The bigger issue is that the tagging structure does not apply equally well to all documents. Consider, for example, the articles that I write. I might apply tags such as Publication Date, Editor, or Subject. As previously mentioned, though, articles are not the only type of data on my file system. Imagine that I needed to save a copy of a receipt for tax purposes. It probably wouldn’t make much sense to apply the Publication Date or Editor tag to the receipt.
I suspect that the file system of the future will use a combination of metadata tagging and grouping. Similar types of content could be grouped, and then a tag-based taxonomy could be applied to each group, with the tags being specifically designed to match the group’s purpose. I’m not talking about creating a separate bucket for each file type or organizing SharePoint files into separate document libraries. I’m talking about a classification system that is built into the file system, and that can be applied in a manner that is similar to an access control list.

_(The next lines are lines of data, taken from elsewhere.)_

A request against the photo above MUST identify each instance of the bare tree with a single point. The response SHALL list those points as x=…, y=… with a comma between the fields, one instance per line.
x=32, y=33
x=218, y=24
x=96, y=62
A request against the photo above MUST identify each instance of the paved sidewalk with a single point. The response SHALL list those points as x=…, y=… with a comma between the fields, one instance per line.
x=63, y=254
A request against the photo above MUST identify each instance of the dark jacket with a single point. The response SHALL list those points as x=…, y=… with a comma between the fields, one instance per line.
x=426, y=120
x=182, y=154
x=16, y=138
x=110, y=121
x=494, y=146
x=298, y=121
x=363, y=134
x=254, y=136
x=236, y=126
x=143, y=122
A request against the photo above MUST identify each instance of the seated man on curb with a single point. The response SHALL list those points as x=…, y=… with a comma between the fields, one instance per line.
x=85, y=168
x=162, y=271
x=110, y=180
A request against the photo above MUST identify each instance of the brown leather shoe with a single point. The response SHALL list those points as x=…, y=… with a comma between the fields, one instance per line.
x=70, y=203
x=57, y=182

Next-gen file systems: Archiving and accessing
Although my concept of next-generation file systems is completely theoretical, it addresses some of the major challenges involved in keeping data organized. Regardless of what tomorrow’s file system ultimately looks like though, it will almost certainly need to include data reduction technologies such as deduplication (which already exists in the NTFS file system), and a transparent archiving feature. Such a feature would allow aging, seldom accessed data to be transparently moved to an archival system while continuing to allow the users to access the data in the normal way should the need arise. Again, there are products that can do this today, but I am talking about embedding such capabilities into the file system.